Now that you’ve got all the materials you need, here’s how to do the actual process of stretching:

  1. Wait for your ear piercing to fully heal (no swelling, discharge, itching, etc.).
  2. Massage your earlobe to get the skin warmed up and stretched out. You can also take a hot bath or shower so blood flow to the ear is increased.
  3. Wash your hands for at least 20 seconds with soap and water.
  4. Sterilize all of your piercing equipment with rubbing alcohol.
  5. Lubricate your piercing and your taper from end to end.
  6. Begin pushing the taper through the hole, inserting the thinner side into the piercing first. Go slowly. Expect this to be a little uncomfortable.
  7. Put your plug at the thicker end of the taper so you can insert it into the stretched piercing immediately.
  8. Insert your plug into the hole once the taper goes all the way through.

Once you’ve first started the stretching process, the most important part is to wait. If you stretch your ears too much and too fast, you can tear or injure your ear cartilage.

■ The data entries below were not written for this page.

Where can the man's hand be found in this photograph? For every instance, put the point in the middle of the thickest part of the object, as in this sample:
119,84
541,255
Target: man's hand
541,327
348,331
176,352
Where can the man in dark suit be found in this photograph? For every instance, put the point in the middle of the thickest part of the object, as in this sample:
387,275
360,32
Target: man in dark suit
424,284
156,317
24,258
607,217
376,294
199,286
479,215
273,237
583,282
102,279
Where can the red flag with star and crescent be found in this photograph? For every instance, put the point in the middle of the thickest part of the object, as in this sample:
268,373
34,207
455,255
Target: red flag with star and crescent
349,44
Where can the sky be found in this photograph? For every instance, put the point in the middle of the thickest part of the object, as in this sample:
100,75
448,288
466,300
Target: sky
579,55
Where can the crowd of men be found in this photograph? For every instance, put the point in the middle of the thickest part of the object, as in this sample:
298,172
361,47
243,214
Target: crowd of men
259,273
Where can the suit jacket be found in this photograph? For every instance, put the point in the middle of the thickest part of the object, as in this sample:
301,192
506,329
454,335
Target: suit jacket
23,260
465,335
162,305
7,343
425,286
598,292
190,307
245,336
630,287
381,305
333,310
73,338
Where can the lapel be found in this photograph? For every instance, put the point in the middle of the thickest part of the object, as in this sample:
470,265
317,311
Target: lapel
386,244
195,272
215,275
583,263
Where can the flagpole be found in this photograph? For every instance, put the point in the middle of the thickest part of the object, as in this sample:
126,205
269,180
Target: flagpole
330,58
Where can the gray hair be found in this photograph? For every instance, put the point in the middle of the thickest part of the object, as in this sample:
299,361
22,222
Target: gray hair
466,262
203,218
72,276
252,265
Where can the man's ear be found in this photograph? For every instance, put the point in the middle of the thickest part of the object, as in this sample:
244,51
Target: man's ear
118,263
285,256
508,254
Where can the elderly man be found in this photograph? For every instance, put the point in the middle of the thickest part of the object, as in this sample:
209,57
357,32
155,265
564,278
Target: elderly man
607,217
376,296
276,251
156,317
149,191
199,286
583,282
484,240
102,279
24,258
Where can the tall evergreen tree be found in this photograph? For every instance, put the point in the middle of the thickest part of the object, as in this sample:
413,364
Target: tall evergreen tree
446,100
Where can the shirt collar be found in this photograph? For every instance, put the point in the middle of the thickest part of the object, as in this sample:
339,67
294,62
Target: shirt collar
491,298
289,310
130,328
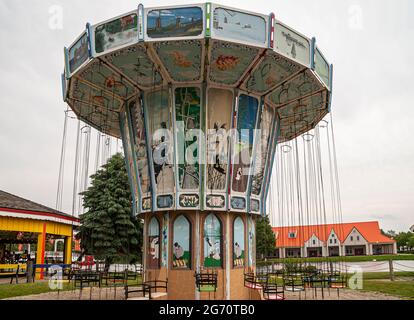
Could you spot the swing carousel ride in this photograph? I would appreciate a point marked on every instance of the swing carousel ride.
(203, 97)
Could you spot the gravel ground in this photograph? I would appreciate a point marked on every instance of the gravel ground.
(109, 294)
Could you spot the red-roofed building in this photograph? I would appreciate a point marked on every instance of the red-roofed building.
(347, 239)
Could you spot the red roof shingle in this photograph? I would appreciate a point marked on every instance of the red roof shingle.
(369, 230)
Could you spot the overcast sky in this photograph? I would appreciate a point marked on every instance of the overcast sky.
(370, 43)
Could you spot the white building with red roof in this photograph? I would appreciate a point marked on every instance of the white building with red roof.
(346, 239)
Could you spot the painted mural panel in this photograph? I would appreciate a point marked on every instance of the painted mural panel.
(181, 59)
(243, 147)
(239, 26)
(158, 111)
(262, 150)
(292, 44)
(273, 70)
(153, 257)
(140, 144)
(78, 53)
(177, 22)
(219, 118)
(252, 241)
(322, 67)
(212, 242)
(238, 243)
(188, 113)
(165, 239)
(181, 243)
(135, 64)
(128, 152)
(116, 33)
(229, 61)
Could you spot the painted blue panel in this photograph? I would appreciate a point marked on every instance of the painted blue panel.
(246, 124)
(230, 24)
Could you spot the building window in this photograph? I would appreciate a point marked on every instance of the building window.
(212, 242)
(153, 244)
(181, 243)
(238, 243)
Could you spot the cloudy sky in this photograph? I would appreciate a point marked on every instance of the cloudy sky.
(369, 42)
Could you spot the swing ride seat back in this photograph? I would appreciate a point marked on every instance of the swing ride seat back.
(294, 282)
(272, 291)
(83, 279)
(123, 76)
(338, 281)
(206, 282)
(144, 289)
(44, 269)
(252, 282)
(12, 271)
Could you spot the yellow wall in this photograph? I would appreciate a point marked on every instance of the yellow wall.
(34, 226)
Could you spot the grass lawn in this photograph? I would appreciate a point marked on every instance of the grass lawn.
(341, 259)
(401, 287)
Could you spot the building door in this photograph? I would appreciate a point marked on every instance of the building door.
(359, 251)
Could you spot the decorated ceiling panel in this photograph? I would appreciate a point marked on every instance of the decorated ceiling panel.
(93, 96)
(294, 126)
(291, 44)
(98, 74)
(273, 70)
(182, 59)
(310, 104)
(103, 120)
(230, 61)
(116, 33)
(135, 63)
(302, 85)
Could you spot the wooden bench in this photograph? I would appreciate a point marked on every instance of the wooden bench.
(13, 271)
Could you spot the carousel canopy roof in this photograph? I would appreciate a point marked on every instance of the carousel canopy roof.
(152, 48)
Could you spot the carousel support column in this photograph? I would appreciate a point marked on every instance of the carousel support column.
(145, 247)
(197, 250)
(67, 259)
(228, 258)
(41, 246)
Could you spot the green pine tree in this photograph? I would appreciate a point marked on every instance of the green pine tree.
(265, 238)
(109, 231)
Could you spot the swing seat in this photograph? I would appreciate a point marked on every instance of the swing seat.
(207, 288)
(275, 297)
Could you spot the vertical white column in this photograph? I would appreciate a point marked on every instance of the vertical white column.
(145, 244)
(228, 258)
(197, 250)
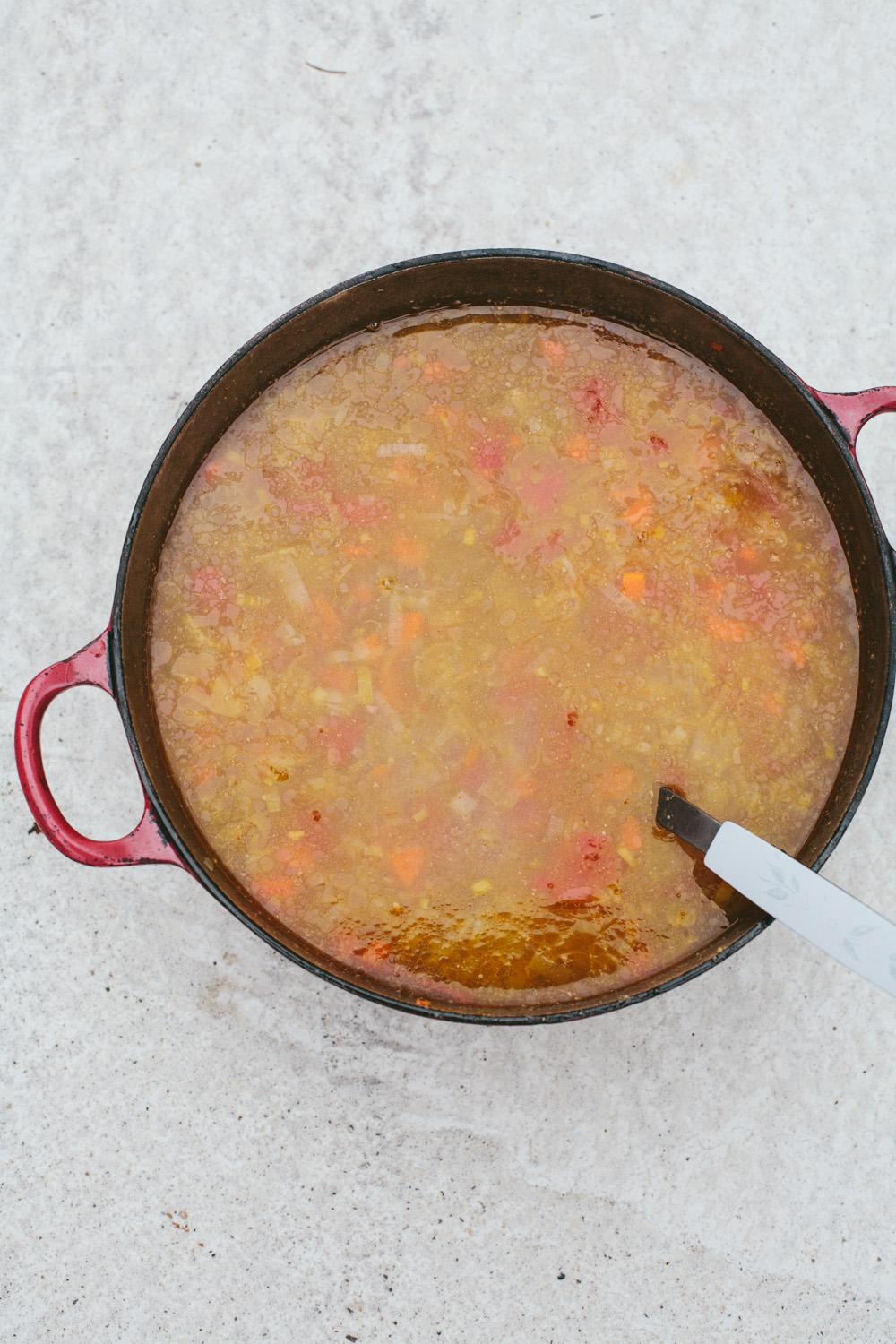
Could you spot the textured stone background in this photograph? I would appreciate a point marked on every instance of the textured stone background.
(201, 1142)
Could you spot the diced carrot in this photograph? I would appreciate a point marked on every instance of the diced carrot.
(732, 632)
(578, 448)
(408, 865)
(376, 951)
(630, 833)
(411, 626)
(441, 414)
(640, 511)
(633, 585)
(554, 351)
(616, 782)
(409, 550)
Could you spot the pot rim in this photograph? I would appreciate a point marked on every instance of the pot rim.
(447, 1013)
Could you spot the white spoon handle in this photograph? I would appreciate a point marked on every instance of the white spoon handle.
(812, 906)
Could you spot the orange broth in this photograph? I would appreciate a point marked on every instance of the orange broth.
(444, 607)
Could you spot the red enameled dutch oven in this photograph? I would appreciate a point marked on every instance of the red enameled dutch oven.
(820, 426)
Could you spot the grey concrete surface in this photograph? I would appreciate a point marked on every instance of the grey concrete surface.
(201, 1142)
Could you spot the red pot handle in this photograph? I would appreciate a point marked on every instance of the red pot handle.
(852, 410)
(145, 843)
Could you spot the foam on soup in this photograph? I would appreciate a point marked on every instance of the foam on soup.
(445, 604)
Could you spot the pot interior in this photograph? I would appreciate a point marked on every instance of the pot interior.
(541, 280)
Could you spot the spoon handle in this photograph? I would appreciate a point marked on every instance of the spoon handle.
(812, 906)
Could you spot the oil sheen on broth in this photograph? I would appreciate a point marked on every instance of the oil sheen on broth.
(445, 604)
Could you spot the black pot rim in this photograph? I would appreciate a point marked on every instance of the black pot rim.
(446, 1013)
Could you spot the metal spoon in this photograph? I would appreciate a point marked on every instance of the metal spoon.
(783, 887)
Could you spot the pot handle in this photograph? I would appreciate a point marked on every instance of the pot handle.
(852, 410)
(145, 843)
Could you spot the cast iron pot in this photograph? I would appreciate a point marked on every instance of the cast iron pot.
(820, 426)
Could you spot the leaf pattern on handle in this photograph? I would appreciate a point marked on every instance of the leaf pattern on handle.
(858, 932)
(780, 886)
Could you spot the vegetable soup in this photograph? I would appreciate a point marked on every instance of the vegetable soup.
(444, 607)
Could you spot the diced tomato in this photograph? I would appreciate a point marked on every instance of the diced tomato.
(590, 400)
(554, 351)
(583, 862)
(506, 537)
(541, 491)
(579, 448)
(365, 510)
(489, 456)
(339, 738)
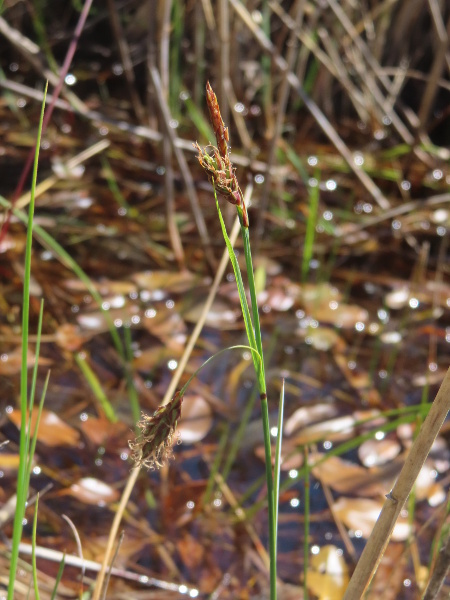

Here are some tips to care for your ears during the stretching process and after you’ve finally reached your aspired gauge:

  • Wash your piercing at least twice a day with warm water and chemical-free soap.
  • Soak your earlobes at least twice a day in warm, clean water with about 1/4 teaspoon of salt for every cup of water.
  • Massage your earlobes at least once a day with coconut oil, jojoba oil, or another safe oil to prevent scar tissue formation.
  • Wait at least 6 weeks between gauges. Keep an eye on your piercing, though. Don’t go up to the next gauge if you notice any redness, swelling, or irritation after 6 weeks. It may take longer based on your own healing process.
  • Don’t touch the piercing with dirty hands to avoid introducing bacteria.
  • Be careful not to get anything caught or stuck in the piercing that can pull or stretch it, like a loose thread.
  • Don’t worry about a little odor. A gauged ear can smell a little bit because of dead skin cells that can’t be flushed out of the piercing while you’re stretching. This is totally normal.

You shouldn’t see too much redness or swelling during the ear stretching process. If you do, you may have torn or damaged your ear skin. Take extra care of the piercing, or see your piercer to check for infection.

A “blow out” happens when you stretch your ear too fast and scar tissue builds up in the hole. This can result in permanent scarring.

Stretching too quickly can tear your ear tissue in half or cause earlobe skin to detach and hang from your head.

Stretching too quickly or not taking care of your ear may also result in an infection. Here are some infection symptoms to watch out for:

  • painful redness or swelling
  • bleeding from the piercing
  • cloudy yellow or green discharge from the piercing
  • fever
  • lymph node swelling

A stretched ear can grow back if you didn’t stretch it too far. Extreme stretching may leave permanent holes in your earlobes.

Stretched ears can be surgically repaired. A surgeon will:

  1. Cut the stretched earlobe hole in half.
  2. Remove excess stretched tissue from the ear.
  3. Stitch the two halves of the earlobe together.

Ear stretching is safe if you’re patient and follow the steps closely and carefully. Stretch too fast, and you may get an infection or injure your ears permanently.

Taking good care of your ears is also crucial. If you don’t follow a good aftercare routine, you risk infecting your piercing or causing a buildup of unwanted scar tissue.

Stretch your ears slowly. Make sure you take the necessary aftercare steps every day until you’ve reached the gauge you want.